# szeroki spektrum fascynacji



## Mrs Large

I wonder if anyone can help me with this doozy of a sentence:

... świadczą o szerokim spektrum fascynacji rozwijanych pod wpływem wrażeń wynikających z obserwacji rzeczywistości.

The more I read it, the less I understand it! The text is about an artist finding his creative path. The subject of 'świadczą' are the themes of this artist's early works. Any help is very much appreciated.


----------



## lukis421

This sentence is very convoluted and not so well written. I would translate it into simple polish as "z analizy prac artysty wynika że fascynował się on obserwowaną przez siebie rzeczywistością" I Hope this is clearer


----------



## Mrs Large

Thank you Lukis, that's fantastic.


----------



## Ben Jamin

lukis421 said:


> This sentence is very convoluted and not so well written. I would translate it into simple polish as "z analizy prac artysty wynika że fascynował się on obserwowaną przez siebie rzeczywistością" I Hope this is clearer


I agree that the sentence is written in a rather snobbish and convoluted Language, aping the English way of expression. 
You have, however, lost the part of the message which says that the artist had "a broad range of subjects he was fascinated with".


----------



## lukis421

Ben Jamin said:


> I agree that the sentence is written in a rather snobbish and convoluted Language, aping the English way of expression.
> You have, however, lost the part of the message which says that the artist had "a broad range of subjects he was fascinated with".
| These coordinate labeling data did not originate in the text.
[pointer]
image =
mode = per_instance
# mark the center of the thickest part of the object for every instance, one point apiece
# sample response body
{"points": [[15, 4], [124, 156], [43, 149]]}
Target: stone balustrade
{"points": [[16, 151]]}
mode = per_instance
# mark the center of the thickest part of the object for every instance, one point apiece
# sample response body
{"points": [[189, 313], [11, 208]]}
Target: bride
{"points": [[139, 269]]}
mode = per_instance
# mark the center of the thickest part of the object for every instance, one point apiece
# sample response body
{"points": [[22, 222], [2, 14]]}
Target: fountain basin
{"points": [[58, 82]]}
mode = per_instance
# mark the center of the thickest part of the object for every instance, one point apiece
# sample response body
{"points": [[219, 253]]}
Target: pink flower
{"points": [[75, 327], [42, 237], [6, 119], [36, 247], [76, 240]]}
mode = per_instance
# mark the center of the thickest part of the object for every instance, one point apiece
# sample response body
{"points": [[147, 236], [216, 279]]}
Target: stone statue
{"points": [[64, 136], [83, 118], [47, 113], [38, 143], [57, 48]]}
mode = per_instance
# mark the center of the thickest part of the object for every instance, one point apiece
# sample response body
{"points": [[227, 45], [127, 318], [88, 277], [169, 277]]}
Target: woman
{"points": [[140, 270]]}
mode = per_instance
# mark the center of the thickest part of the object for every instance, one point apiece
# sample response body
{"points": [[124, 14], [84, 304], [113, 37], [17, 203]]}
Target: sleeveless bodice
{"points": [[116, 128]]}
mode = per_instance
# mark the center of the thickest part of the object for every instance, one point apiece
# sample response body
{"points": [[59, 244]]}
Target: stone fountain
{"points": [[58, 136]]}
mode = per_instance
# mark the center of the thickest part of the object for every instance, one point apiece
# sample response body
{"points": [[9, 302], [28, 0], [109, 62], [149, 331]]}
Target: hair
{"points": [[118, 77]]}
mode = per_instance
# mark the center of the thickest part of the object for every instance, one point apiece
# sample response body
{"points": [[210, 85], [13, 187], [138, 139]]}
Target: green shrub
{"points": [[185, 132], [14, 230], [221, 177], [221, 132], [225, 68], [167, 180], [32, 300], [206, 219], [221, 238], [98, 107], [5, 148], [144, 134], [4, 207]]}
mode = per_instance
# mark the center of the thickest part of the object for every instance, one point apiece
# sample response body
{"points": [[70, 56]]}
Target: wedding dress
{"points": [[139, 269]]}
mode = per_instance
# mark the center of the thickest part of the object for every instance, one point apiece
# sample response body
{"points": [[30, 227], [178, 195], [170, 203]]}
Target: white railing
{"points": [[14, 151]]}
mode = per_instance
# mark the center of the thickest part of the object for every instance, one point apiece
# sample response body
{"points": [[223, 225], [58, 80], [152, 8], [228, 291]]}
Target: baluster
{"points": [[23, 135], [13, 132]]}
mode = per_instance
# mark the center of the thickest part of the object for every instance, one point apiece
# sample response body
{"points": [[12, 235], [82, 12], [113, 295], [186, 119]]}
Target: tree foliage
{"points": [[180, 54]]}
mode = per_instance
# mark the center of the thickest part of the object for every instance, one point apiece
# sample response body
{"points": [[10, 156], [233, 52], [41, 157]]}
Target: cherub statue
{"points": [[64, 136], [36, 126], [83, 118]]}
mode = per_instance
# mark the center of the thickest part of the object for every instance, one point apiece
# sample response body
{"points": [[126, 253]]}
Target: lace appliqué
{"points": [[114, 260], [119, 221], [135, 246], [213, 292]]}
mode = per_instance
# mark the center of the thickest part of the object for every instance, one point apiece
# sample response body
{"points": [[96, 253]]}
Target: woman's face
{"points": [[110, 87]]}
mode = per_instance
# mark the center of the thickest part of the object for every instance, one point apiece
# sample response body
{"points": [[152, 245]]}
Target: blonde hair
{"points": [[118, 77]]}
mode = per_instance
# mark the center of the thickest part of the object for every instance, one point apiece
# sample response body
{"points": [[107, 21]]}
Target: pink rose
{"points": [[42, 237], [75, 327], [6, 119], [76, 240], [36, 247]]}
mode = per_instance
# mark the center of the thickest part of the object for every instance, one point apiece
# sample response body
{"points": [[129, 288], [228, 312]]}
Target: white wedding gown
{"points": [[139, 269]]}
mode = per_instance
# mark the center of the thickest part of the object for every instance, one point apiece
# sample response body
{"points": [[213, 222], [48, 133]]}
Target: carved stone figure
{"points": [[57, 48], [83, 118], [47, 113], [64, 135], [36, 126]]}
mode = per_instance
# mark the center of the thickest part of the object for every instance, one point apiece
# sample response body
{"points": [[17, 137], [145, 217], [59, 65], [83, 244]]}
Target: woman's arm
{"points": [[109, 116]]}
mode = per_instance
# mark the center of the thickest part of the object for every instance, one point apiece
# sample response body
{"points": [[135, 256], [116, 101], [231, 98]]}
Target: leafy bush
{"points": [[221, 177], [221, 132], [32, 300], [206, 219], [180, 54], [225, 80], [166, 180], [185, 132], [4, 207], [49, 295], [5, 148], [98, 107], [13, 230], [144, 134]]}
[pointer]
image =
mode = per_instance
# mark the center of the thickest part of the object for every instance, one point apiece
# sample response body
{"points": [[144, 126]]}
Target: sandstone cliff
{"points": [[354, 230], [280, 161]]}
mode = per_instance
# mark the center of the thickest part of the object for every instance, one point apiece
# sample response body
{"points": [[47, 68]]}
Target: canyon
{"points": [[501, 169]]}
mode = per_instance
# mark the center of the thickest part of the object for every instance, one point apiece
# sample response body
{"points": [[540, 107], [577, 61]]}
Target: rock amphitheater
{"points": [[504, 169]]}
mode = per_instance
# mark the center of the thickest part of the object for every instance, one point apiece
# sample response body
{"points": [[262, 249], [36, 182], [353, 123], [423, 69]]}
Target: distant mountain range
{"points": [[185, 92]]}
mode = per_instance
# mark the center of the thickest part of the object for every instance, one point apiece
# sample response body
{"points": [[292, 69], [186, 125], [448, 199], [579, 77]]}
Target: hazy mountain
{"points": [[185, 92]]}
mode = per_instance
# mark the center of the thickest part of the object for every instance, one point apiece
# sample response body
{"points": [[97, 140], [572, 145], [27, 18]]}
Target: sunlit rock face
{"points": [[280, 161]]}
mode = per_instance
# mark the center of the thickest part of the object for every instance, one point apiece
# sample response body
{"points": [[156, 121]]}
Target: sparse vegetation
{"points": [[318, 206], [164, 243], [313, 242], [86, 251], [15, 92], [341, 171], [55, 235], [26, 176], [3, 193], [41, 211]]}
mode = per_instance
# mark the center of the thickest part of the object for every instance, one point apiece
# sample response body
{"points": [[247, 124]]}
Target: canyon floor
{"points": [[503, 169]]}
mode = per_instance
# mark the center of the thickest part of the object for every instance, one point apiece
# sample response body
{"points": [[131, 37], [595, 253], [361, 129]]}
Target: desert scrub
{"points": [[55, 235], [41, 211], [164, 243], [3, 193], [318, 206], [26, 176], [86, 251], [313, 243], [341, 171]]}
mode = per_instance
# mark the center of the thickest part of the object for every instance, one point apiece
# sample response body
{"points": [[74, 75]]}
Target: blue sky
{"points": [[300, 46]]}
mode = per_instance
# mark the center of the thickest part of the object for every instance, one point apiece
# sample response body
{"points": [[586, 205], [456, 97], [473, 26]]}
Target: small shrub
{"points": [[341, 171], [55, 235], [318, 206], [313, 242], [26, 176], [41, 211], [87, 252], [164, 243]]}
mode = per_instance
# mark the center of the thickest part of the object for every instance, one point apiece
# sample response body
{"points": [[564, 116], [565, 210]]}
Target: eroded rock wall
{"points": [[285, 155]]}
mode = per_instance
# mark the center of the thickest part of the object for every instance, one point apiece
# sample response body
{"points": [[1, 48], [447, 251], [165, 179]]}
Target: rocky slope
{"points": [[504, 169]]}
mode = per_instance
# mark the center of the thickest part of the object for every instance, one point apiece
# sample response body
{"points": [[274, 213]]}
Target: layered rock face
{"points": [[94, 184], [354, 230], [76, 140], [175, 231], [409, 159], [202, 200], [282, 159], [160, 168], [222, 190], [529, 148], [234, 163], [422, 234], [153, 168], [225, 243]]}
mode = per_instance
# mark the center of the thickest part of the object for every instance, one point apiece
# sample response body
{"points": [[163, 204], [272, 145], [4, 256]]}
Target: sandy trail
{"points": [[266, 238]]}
Yes, I agree with you. My sentence does not reflect the original perfectly, I wrote it quickly just to help Mrs Large get the gist of it at that moment.

PS. There's a mistake in the title of the thread, it should be 'szerokie spektrum' because 'spektrum' is neuter.


----------



## Mrs Large

Thank you both very much. Lukis's reply gave me an excellent start, but I managed to get the broad range of subjects in too - using those very words in fact!
The typo is in the original, but I will edit the title - and please think of me as I embark on another 10 pages of text written in the same style!
I'm very grateful for all your help.


----------



## Ben Jamin

_Fascynacja_ is traditionally used in singular in Polish, like most nouns denoting abstract terms. Using it in plural sounds snobbish for me.
Other basically singular abstract words are: inteligencja, honor, gracja, racja, życie, natchnienie, etc.


----------



## grassy

Ben Jamin said:


> _Fascynacja_ is traditionally used in singular in Polish, like most nouns denoting abstract terms



Not true, Benny.
But I got used to the fact that you dismiss everything that wouldn't have been written by Sienkiewicz as incorrect.


----------



## Ben Jamin

grassy said:


> Not true, Benny.
> But I got used to the fact that you dismiss everything that wouldn't have been written by Sienkiewicz as incorrect.


Be so kind, and read carefully what I write, and don't create views that I have never expressed.


----------